A customer looks at a General Motors Co. Chevrolet vehicle on sale at a Colma, Calif. Car dealership on Monday, February 8, 2021.
David Paul Morris | Bloomberg | Getty Images
DETROIT – General Motors’ vehicle sales were driven by strong consumer demand in the first quarter as fleet sales cratered and a persistent shortage of semiconductor chips shut down some assembly plants.
The Detroit-based automaker announced Thursday that it had sold 642,250 vehicles in the first three months of the year, up 3.9% year over year when Covid-19 began forcing dealerships and auto plants to close in March .
GM is among the first major automakers to report first-quarter sales on Thursday.
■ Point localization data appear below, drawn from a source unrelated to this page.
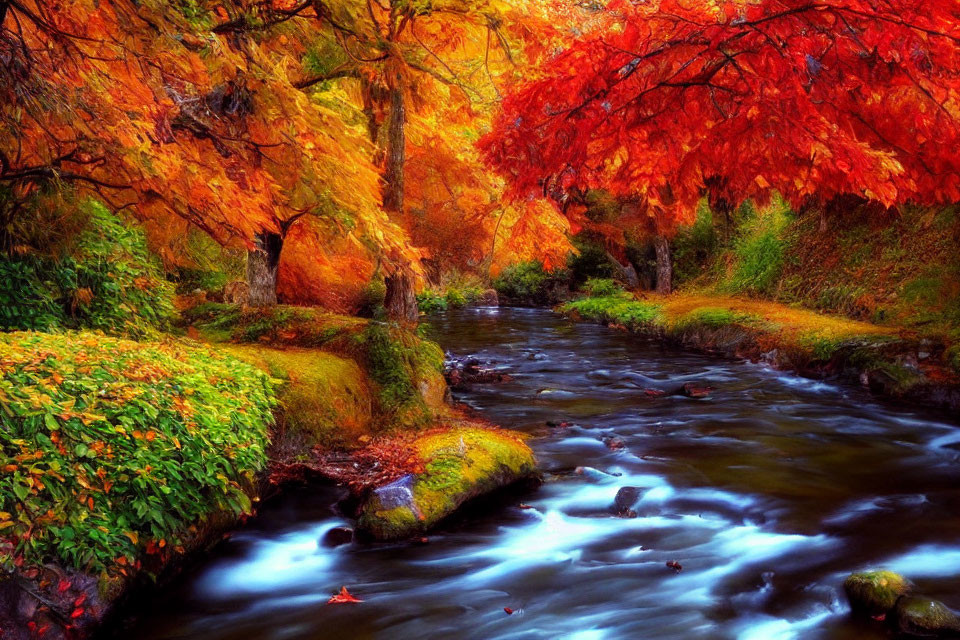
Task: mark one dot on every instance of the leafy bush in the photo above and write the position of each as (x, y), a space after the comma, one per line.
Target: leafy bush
(759, 251)
(436, 300)
(530, 283)
(619, 309)
(397, 361)
(693, 247)
(109, 282)
(431, 301)
(112, 447)
(715, 318)
(598, 287)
Analysts expect sales across the industry to grow 8% or 9% compared to the first quarter of 2020.
According to GM, retail sales to individual consumers rose 19% in the first quarter, while fleet sales to corporate and government customers declined 35% year over year. The automaker expects consumer demand to remain stable this year.
“Consumer confidence and spending will continue to rise due to incentives, rising vaccination rates and the continuing reopening of the economy,” said GM chief economist Elaine Buckberg in a press release. “Demand for automobiles should remain strong all year round.”
GM’s Buick, Cadillac, and GMC brands saw double-digit sales increases in the first quarter, while Chevrolet – the largest brand – fell 1.7%. Chevrolet’s decline was due to a 12.5% decline in sales of Silverado vans.